YANGON — Myanmar has banned workers from going to Muslim-majority Malaysia as relations sour between the neighbours over the bloody military crackdown in Maungdaw.
The move came after Malaysian Prime Minister Najib Razak lashed out at State Counsellor Daw Aung San Suu Kyi during a rally Sunday in Kuala Lumpur that drew thousands of people.
The crowds were protesting against a military crackdown in Rakhine State that has pushed more than 20,000 Rohingya Muslims into Bangladesh.
Survivors have told AFP horrifying stories of gang rape, torture and murder at the hands of Myanmar security forces, following a coordinated attack by militants against police outposts in Maungdaw District on October 9. Dozens have died trying to cross the river that separates the two countries.

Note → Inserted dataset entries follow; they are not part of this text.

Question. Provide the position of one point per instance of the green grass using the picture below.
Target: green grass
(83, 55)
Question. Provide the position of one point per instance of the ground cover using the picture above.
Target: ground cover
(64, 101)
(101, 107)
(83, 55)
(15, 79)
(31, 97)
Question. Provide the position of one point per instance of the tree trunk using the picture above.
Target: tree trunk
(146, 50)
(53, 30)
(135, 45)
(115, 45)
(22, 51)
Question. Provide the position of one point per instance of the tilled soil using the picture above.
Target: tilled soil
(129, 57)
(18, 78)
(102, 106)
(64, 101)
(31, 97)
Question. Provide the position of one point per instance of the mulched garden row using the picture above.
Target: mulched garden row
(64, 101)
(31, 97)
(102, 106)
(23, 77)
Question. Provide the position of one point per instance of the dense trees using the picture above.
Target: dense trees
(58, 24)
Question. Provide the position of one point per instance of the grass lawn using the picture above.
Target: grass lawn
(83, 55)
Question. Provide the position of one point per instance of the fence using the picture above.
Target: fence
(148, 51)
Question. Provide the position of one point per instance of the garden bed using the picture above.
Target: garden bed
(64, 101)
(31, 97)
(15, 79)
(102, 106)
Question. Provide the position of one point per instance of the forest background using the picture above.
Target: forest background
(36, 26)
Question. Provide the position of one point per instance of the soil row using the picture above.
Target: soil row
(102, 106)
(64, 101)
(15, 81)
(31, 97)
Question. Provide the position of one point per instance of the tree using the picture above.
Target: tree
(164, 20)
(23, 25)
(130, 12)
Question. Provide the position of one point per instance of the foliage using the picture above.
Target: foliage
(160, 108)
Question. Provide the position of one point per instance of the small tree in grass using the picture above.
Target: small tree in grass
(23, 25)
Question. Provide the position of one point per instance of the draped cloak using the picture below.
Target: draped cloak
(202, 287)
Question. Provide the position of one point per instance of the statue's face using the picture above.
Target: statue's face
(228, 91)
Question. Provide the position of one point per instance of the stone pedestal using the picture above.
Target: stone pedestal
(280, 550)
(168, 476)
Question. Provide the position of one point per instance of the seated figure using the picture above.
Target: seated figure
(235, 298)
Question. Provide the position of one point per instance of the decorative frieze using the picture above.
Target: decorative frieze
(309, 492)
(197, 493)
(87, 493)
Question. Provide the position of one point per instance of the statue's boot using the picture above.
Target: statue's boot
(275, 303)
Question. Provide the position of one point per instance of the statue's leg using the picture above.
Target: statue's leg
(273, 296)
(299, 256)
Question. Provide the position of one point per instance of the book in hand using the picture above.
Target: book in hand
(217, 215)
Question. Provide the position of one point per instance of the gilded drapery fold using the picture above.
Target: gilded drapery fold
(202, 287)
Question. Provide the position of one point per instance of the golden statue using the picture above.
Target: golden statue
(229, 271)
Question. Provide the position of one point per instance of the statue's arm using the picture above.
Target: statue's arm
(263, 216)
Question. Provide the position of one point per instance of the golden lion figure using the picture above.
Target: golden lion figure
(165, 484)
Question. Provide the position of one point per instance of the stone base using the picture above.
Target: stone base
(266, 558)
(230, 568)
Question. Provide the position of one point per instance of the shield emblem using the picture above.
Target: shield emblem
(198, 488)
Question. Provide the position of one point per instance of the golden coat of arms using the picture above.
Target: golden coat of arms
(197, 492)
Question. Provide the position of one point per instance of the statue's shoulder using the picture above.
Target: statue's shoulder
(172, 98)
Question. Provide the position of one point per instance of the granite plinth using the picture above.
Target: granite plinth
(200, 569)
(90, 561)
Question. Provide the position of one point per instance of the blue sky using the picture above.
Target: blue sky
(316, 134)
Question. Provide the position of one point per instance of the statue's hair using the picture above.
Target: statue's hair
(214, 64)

Officials have denied the allegations of abuse and Aung San Suu Kyi has told the international community to stop stoking the “fires of resentment”.
Myanmar has long discriminated against the stateless Rohingya and the recent crisis has galvanised protests in Muslim countries around the region, including Malaysia.
“We want to tell Aung San Suu Kyi, enough is enough… We must and we will defend Muslims and Islam,” Najib said at Sunday’s 5,000-strong rally.
“The world cannot sit and watch genocide taking place.”
A Malaysian government minister has also called for a review of Myanmar’s membership inside the regional Association for Southeast Asian Nations bloc.
Late Tuesday the Ministry of Immigration said it had ceased issuing new licences for its nationals to work in wealthier Malaysia — for years a top destination for migrant labour.
“Myanmar has temporarily stopped sending workers to Malaysia from 6/12/2016 because of the current situation in Malaysia,” it said in a statement, without elaborating.
Malaysia already hosts tens of thousands of Myanmar workers, most of whom take on low-paid jobs in factories or in the food and hospitality industries.
According to Malaysia, some 56,000 Rohingya have arrived on its shores in recent years, many taking perilous boat journeys to flee poverty and discrimination in Rakhine State.
But on Tuesday former UN chief Kofi Annan, appointed by the government to head its Advisory Commission on Rakhine State, told reporters he thought the crisis would not split the region apart.
“I think it can be contained. There is a possibility here to contain what is going on,” he told a news conference in Yangon at the end of a week-long visit.